This is an easy one. We all have stuff. Some have more than others. It could be determined by how much or how little stuff you had as a kid. It could depend on your other household members’ person to stuff ratio. At some point, though, we all have too much stuff. There isn’t an exact measurement or number that constitutes too much stuff. Hopefully, you know when you hit it. If you’re family or friends have to point it out, you’re probably already way past the line and may already be a hoarder. So how do you decide what stuff you need versus what stuff you just want?
Here are some simple tips:
- Unless it’s a kitchen tool, knick knack, medical device, or a stuffy black suit, if you haven’t worn or used it in 3-months, you should get rid of it.
- If it’s associated with a bad person or period, get rid of it.
- If it’s medically toxic or expired, get rid of it.

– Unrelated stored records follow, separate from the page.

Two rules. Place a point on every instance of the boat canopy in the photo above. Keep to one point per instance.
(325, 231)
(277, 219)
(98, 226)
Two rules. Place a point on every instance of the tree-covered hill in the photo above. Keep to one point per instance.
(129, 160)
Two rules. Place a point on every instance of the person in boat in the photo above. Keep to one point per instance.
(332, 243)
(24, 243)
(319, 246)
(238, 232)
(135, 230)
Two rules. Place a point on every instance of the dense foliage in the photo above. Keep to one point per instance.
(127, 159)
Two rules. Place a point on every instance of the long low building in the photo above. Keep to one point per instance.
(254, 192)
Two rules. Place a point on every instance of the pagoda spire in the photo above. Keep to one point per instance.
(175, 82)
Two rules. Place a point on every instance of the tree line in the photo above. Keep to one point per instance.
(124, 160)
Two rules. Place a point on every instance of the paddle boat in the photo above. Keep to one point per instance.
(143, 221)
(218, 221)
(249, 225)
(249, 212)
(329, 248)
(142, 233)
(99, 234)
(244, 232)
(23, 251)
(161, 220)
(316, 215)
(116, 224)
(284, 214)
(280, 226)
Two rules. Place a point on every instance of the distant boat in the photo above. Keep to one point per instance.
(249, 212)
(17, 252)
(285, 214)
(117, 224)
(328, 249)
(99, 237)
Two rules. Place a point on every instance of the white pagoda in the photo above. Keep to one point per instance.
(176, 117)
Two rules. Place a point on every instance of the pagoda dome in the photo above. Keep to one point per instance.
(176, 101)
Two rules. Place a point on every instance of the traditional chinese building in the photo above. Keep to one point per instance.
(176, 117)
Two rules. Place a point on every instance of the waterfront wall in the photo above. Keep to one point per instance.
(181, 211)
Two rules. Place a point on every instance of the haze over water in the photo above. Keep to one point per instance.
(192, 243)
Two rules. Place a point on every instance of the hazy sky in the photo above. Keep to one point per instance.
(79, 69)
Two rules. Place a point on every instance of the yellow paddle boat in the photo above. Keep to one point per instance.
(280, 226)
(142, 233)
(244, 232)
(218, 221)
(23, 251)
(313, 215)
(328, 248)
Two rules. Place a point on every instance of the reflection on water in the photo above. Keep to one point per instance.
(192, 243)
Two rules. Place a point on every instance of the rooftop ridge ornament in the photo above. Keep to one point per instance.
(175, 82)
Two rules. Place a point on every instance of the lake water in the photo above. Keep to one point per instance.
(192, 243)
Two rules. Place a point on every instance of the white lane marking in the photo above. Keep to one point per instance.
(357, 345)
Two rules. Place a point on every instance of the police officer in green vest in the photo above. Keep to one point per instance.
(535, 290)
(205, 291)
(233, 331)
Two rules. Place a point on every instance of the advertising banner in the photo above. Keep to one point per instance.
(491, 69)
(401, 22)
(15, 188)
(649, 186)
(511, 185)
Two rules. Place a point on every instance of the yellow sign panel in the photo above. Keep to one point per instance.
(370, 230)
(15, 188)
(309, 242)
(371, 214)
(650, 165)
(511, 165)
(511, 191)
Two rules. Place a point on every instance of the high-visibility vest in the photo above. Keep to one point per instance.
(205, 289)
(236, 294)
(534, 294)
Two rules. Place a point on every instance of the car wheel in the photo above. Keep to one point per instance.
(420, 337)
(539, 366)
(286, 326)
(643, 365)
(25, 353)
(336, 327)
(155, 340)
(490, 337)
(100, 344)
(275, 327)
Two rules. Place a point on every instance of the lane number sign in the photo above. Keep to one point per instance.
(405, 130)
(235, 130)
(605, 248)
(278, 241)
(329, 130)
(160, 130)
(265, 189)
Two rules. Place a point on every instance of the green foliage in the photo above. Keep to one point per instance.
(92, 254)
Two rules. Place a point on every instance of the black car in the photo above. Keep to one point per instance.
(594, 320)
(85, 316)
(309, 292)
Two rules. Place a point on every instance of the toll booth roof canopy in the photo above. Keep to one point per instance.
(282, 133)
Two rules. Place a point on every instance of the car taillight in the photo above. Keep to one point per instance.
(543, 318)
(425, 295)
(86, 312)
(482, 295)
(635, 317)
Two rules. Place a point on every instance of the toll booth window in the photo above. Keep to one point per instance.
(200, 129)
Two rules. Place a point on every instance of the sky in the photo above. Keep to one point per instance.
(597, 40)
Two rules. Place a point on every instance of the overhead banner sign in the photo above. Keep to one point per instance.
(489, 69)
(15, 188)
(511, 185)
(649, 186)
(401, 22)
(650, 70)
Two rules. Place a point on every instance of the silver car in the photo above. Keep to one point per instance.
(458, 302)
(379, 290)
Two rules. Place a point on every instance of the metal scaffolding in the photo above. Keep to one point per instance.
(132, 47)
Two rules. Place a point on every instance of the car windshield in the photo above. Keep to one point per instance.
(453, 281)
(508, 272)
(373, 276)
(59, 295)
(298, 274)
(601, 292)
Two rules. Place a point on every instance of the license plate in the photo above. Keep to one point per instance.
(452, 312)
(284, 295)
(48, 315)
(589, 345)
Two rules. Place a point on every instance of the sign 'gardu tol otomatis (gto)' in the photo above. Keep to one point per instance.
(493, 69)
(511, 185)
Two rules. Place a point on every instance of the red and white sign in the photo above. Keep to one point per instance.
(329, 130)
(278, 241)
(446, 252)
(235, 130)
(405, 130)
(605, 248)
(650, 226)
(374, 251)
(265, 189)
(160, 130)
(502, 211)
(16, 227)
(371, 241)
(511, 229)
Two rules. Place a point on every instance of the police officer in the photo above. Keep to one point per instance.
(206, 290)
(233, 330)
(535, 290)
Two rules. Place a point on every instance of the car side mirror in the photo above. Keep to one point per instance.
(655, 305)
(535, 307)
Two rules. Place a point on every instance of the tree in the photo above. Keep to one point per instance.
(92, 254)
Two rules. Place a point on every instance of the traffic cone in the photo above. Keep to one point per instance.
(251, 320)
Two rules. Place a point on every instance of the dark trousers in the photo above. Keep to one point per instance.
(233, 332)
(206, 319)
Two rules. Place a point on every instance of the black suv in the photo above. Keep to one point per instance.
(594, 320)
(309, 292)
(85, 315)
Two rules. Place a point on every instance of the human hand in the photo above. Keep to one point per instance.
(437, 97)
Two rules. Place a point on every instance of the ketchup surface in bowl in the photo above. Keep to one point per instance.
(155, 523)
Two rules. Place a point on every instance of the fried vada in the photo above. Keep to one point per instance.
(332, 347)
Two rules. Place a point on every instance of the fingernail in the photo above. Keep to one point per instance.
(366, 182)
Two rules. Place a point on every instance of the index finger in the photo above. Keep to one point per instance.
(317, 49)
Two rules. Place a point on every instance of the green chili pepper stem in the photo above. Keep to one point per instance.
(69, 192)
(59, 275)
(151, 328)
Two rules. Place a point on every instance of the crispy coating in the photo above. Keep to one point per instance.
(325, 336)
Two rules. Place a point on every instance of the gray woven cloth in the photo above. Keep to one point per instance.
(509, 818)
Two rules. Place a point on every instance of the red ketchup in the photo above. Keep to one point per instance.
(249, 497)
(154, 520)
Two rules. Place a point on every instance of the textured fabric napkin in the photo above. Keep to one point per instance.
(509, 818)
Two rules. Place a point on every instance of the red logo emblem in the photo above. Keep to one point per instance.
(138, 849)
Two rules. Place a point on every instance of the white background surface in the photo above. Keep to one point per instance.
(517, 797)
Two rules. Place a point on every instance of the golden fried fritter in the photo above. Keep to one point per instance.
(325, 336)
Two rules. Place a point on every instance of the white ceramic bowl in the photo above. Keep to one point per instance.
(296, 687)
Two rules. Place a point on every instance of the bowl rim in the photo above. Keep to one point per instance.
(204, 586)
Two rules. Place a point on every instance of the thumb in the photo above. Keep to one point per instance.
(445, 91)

- If you have no idea what it is or can’t even remember where it came from, get rid of it.
- Repeat four step assessment a few times per year.
Now that you got rid of stuff (read: actually out of your house, garage, and into a donation center or dumpster), you can look at the stuff you still have to assess the viability of enhanced stuff placement (sounds fancy, right?). My example is an old guitar. It’s warped but has huge sentimental value. Setting it in a corner to collect dust didn’t seem like enhanced stuff placement. In that capacity, it looked like an old, broken guitar. As a wood guy, I took a plywood remnant from the garage. As a music lover, I searched my favorite album covers on the internet and printed them on normal paper. I glued them on the plywood and lacquered the whole thing. After that, it was just a matter of finding some odds and ends in my extra assembly parts collection (thanks Ikea) and using them to mount the guitar on the board. I finished it off with a few sentimental stickers to hide the mounting hardware on the front and threw it up on my Louffice wall (translation: Home office/Manly lounging area).
Yes, I know. There is no rocket science in this writing. It’s simply a reminder that (a) you don’t need a lot of stuff to be happy and (b) sometimes seemingly useless stuff can become artistic stuff. That is all.